After preliminary rounds, there will be three out-rounds consisting of a quarterfinal, semifinal, and final round for the teams clearing preliminaries. Judges for the final round, which takes place on Saturday, November 14, will be Judge Louis Sands ('74), Senior United States District Judge for the Middle District of Georgia; Paula Frederick, General Counsel for the State Bar of Georgia; and Patrick Longan, William Augustus Bootle Chair in Professionalism and Ethics at Mercer Law.

The competition, which is intended to develop oral advocacy skills, is comprised of 19 teams from 13 law schools from around the nation.

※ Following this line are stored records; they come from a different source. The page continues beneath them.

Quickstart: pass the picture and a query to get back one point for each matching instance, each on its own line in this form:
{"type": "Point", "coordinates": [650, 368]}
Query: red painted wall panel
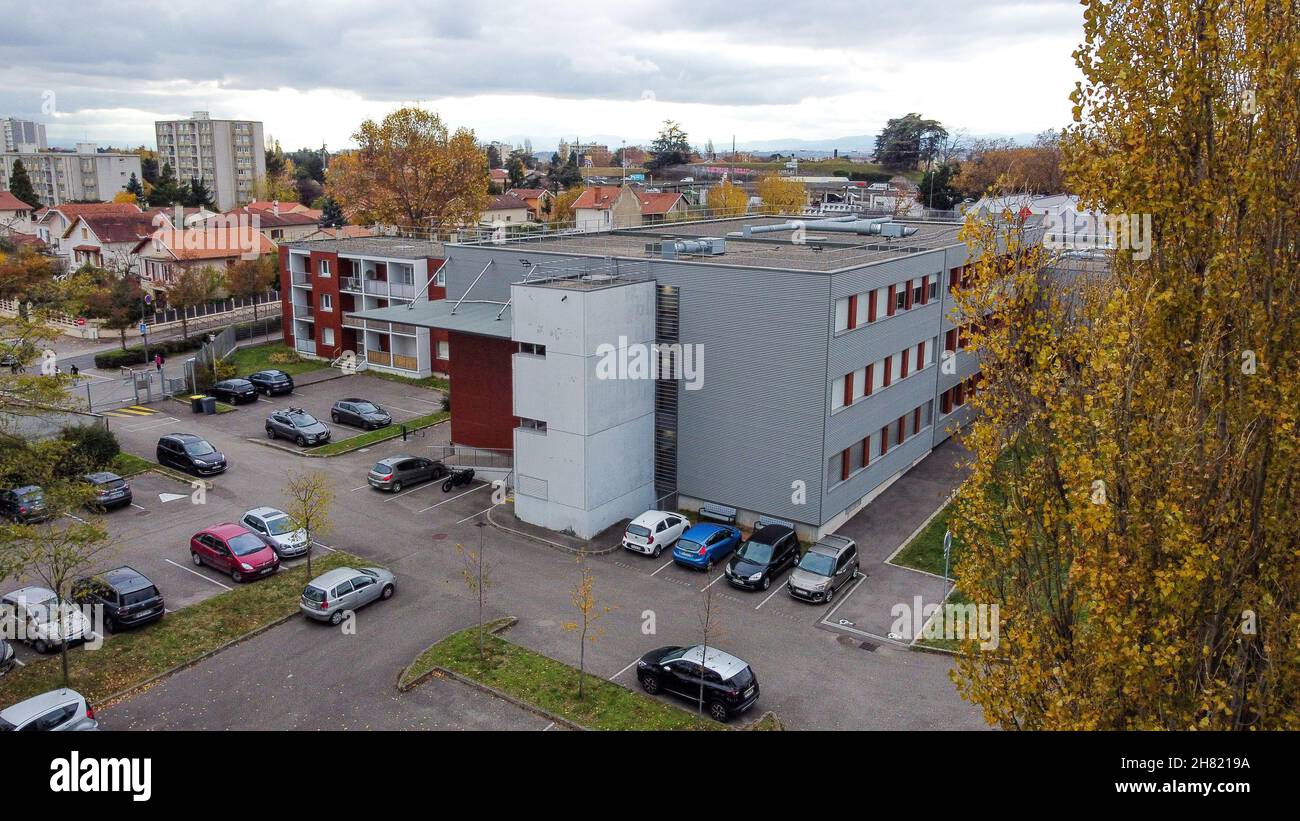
{"type": "Point", "coordinates": [481, 391]}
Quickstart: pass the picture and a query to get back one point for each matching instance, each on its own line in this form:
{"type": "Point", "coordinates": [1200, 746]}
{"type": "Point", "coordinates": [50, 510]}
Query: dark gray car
{"type": "Point", "coordinates": [298, 425]}
{"type": "Point", "coordinates": [359, 413]}
{"type": "Point", "coordinates": [397, 472]}
{"type": "Point", "coordinates": [828, 565]}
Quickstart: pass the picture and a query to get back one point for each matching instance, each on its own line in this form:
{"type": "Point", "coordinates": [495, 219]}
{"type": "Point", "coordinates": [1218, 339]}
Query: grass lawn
{"type": "Point", "coordinates": [926, 551]}
{"type": "Point", "coordinates": [130, 657]}
{"type": "Point", "coordinates": [371, 437]}
{"type": "Point", "coordinates": [553, 685]}
{"type": "Point", "coordinates": [259, 357]}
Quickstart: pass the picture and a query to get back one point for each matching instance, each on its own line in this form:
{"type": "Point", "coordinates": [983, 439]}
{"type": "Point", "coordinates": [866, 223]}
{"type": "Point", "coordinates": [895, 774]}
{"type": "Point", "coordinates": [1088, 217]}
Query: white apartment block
{"type": "Point", "coordinates": [60, 177]}
{"type": "Point", "coordinates": [228, 153]}
{"type": "Point", "coordinates": [24, 135]}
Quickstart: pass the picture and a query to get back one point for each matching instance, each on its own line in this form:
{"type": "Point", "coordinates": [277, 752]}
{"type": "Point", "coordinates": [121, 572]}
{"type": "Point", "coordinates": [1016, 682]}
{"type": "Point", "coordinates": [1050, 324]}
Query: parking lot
{"type": "Point", "coordinates": [810, 674]}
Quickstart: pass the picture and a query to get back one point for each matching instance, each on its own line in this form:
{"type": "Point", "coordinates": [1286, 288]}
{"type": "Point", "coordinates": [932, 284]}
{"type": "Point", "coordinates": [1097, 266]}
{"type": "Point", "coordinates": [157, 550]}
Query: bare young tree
{"type": "Point", "coordinates": [311, 495]}
{"type": "Point", "coordinates": [588, 622]}
{"type": "Point", "coordinates": [476, 573]}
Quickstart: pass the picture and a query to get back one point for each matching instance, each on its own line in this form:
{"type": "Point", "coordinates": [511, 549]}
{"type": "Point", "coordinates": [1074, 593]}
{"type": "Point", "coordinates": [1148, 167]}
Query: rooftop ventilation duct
{"type": "Point", "coordinates": [849, 224]}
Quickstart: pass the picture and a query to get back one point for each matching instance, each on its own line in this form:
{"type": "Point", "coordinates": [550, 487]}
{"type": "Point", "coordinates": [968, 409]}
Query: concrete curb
{"type": "Point", "coordinates": [122, 694]}
{"type": "Point", "coordinates": [441, 670]}
{"type": "Point", "coordinates": [285, 448]}
{"type": "Point", "coordinates": [564, 548]}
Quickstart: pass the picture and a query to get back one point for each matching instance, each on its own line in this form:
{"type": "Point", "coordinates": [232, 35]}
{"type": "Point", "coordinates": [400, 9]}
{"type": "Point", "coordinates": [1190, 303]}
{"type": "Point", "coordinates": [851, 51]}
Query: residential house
{"type": "Point", "coordinates": [506, 209]}
{"type": "Point", "coordinates": [169, 252]}
{"type": "Point", "coordinates": [537, 199]}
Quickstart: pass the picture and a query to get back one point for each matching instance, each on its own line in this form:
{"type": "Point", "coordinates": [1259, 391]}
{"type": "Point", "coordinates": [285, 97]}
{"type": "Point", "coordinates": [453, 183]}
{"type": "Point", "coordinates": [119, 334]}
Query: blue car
{"type": "Point", "coordinates": [703, 546]}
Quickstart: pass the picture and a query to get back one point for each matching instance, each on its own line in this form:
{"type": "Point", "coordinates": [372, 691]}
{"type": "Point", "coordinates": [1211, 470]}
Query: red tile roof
{"type": "Point", "coordinates": [597, 196]}
{"type": "Point", "coordinates": [8, 202]}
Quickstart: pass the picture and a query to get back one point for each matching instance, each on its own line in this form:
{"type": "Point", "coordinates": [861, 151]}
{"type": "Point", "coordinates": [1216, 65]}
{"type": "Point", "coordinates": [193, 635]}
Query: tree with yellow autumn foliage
{"type": "Point", "coordinates": [411, 170]}
{"type": "Point", "coordinates": [781, 195]}
{"type": "Point", "coordinates": [1132, 500]}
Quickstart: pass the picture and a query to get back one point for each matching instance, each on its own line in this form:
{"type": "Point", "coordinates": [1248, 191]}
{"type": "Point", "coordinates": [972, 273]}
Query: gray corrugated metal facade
{"type": "Point", "coordinates": [763, 418]}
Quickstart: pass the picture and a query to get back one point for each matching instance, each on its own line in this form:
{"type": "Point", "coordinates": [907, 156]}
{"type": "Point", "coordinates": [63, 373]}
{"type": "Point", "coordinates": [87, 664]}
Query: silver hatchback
{"type": "Point", "coordinates": [330, 595]}
{"type": "Point", "coordinates": [57, 709]}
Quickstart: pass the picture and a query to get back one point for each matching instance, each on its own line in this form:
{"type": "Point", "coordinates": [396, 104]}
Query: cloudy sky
{"type": "Point", "coordinates": [759, 70]}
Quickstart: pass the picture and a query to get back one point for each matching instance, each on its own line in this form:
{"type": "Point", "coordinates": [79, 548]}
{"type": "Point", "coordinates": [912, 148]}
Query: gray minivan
{"type": "Point", "coordinates": [828, 565]}
{"type": "Point", "coordinates": [330, 595]}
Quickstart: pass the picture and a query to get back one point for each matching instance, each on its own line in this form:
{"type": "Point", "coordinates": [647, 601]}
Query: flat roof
{"type": "Point", "coordinates": [471, 317]}
{"type": "Point", "coordinates": [822, 252]}
{"type": "Point", "coordinates": [391, 247]}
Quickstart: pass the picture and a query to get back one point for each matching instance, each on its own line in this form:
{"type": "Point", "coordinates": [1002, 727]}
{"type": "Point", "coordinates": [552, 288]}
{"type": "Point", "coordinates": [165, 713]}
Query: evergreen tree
{"type": "Point", "coordinates": [167, 191]}
{"type": "Point", "coordinates": [20, 185]}
{"type": "Point", "coordinates": [332, 214]}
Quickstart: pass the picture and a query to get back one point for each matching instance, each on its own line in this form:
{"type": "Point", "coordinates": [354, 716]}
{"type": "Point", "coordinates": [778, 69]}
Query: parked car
{"type": "Point", "coordinates": [111, 490]}
{"type": "Point", "coordinates": [763, 556]}
{"type": "Point", "coordinates": [359, 413]}
{"type": "Point", "coordinates": [57, 709]}
{"type": "Point", "coordinates": [191, 454]}
{"type": "Point", "coordinates": [330, 595]}
{"type": "Point", "coordinates": [235, 550]}
{"type": "Point", "coordinates": [272, 382]}
{"type": "Point", "coordinates": [24, 505]}
{"type": "Point", "coordinates": [234, 391]}
{"type": "Point", "coordinates": [397, 472]}
{"type": "Point", "coordinates": [278, 528]}
{"type": "Point", "coordinates": [298, 425]}
{"type": "Point", "coordinates": [729, 685]}
{"type": "Point", "coordinates": [654, 530]}
{"type": "Point", "coordinates": [705, 544]}
{"type": "Point", "coordinates": [828, 565]}
{"type": "Point", "coordinates": [128, 596]}
{"type": "Point", "coordinates": [39, 618]}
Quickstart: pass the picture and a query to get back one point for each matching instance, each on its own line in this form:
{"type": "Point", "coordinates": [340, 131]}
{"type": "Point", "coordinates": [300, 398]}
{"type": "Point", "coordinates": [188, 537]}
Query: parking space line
{"type": "Point", "coordinates": [454, 498]}
{"type": "Point", "coordinates": [624, 669]}
{"type": "Point", "coordinates": [196, 573]}
{"type": "Point", "coordinates": [767, 599]}
{"type": "Point", "coordinates": [476, 515]}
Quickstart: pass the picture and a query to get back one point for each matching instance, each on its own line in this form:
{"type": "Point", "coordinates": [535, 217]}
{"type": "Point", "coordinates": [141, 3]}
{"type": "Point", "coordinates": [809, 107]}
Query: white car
{"type": "Point", "coordinates": [653, 531]}
{"type": "Point", "coordinates": [286, 538]}
{"type": "Point", "coordinates": [33, 616]}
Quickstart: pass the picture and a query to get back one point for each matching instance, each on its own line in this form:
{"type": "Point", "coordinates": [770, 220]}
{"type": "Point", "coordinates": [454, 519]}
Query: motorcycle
{"type": "Point", "coordinates": [458, 478]}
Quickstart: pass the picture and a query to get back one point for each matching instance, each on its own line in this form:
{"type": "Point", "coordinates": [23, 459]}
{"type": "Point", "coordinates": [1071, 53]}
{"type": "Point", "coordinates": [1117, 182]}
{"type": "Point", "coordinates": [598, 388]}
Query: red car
{"type": "Point", "coordinates": [235, 550]}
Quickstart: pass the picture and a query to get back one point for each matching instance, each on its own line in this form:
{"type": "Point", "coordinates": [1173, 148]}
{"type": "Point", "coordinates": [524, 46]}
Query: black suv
{"type": "Point", "coordinates": [111, 490]}
{"type": "Point", "coordinates": [359, 413]}
{"type": "Point", "coordinates": [729, 685]}
{"type": "Point", "coordinates": [763, 556]}
{"type": "Point", "coordinates": [234, 391]}
{"type": "Point", "coordinates": [190, 452]}
{"type": "Point", "coordinates": [129, 598]}
{"type": "Point", "coordinates": [24, 505]}
{"type": "Point", "coordinates": [272, 382]}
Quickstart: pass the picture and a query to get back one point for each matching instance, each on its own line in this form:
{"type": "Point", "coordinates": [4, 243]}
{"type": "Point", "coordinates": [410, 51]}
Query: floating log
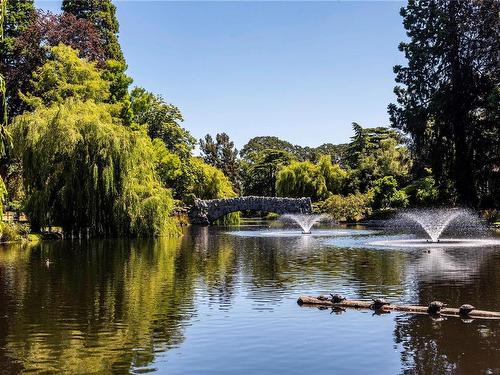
{"type": "Point", "coordinates": [446, 311]}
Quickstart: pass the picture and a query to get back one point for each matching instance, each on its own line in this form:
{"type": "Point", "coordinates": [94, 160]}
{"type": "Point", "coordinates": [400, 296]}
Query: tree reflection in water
{"type": "Point", "coordinates": [112, 306]}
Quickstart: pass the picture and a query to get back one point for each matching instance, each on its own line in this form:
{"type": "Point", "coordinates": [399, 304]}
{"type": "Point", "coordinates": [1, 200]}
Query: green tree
{"type": "Point", "coordinates": [222, 154]}
{"type": "Point", "coordinates": [423, 191]}
{"type": "Point", "coordinates": [447, 97]}
{"type": "Point", "coordinates": [162, 120]}
{"type": "Point", "coordinates": [102, 13]}
{"type": "Point", "coordinates": [305, 179]}
{"type": "Point", "coordinates": [374, 153]}
{"type": "Point", "coordinates": [209, 182]}
{"type": "Point", "coordinates": [353, 207]}
{"type": "Point", "coordinates": [386, 194]}
{"type": "Point", "coordinates": [301, 179]}
{"type": "Point", "coordinates": [17, 16]}
{"type": "Point", "coordinates": [64, 76]}
{"type": "Point", "coordinates": [82, 169]}
{"type": "Point", "coordinates": [260, 169]}
{"type": "Point", "coordinates": [257, 145]}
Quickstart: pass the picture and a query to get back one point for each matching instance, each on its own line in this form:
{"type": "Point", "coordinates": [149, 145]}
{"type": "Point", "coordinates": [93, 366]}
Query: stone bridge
{"type": "Point", "coordinates": [207, 211]}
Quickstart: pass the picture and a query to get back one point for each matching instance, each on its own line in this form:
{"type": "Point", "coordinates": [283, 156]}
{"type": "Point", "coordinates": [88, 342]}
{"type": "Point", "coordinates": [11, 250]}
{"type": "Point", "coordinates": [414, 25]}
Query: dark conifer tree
{"type": "Point", "coordinates": [102, 13]}
{"type": "Point", "coordinates": [448, 98]}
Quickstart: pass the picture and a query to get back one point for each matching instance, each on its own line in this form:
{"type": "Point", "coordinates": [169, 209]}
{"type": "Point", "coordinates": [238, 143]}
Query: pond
{"type": "Point", "coordinates": [223, 301]}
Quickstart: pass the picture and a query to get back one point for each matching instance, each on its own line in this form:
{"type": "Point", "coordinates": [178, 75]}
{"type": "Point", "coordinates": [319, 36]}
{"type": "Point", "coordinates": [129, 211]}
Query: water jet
{"type": "Point", "coordinates": [306, 222]}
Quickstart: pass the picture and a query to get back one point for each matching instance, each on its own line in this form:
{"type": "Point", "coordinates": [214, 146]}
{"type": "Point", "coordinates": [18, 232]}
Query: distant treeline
{"type": "Point", "coordinates": [83, 150]}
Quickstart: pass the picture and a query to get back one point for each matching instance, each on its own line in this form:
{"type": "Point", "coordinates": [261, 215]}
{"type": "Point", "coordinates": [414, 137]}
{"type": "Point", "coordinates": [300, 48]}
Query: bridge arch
{"type": "Point", "coordinates": [206, 212]}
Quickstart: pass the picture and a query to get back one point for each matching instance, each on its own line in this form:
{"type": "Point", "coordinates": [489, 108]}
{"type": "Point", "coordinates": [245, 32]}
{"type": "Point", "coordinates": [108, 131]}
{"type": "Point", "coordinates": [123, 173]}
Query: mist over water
{"type": "Point", "coordinates": [305, 222]}
{"type": "Point", "coordinates": [437, 224]}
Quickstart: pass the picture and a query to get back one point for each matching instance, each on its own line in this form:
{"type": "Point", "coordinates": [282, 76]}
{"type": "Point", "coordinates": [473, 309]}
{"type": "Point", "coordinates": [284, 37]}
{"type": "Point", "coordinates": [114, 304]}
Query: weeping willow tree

Mercer Law School will not compete because it is hosting the event. Among the participating law schools are Baylor University (Waco, Texas), Faulkner University (Mobile, Alabama), Florida Coastal (Jacksonville), Georgia State University, Indiana University (Bloomington), John Marshall University (Chicago and Atlanta), Savannah Law School, Stetson (Gulfport, Florida), Elon University (Greensboro, North Carolina), South Texas (Houston), the University of Florida, and the University of Georgia. 

The subject of the problem is an attorney whose bar license was revoked by the Mercer State Bar Disciplinary Committee because the attorney's tenacious trial strategies used during a high-profile murder case were found to be in violation of several ethical rules found in the state's Model Rules of Professional Conduct. The attorney was granted certiorari to the State Supreme Court where the Court will decide whether to affirm the lifetime suspension of the lawyer's bar license, or to reinstate her bar license and allow the lawyer to continue practicing law in the State of Mercer.

The competition builds upon Mercer's national leadership in legal ethics and professionalism. Mercer students take six required hours of ethics and professionalism, including a first-year course in which students explore the many aspects of being an ethical lawyer. Students further benefit from an experiential learning program that emphasizes the development of an ethical professional identity, a broad array of advanced ethics electives, and a comprehensive approach to ethics within the Woodruff Curriculum. Additionally, Mercer's Center for Legal Ethics and Professionalism engages in a variety of in-house and outreach educational activities designed to improve the professionalism of students, lawyers, and judges.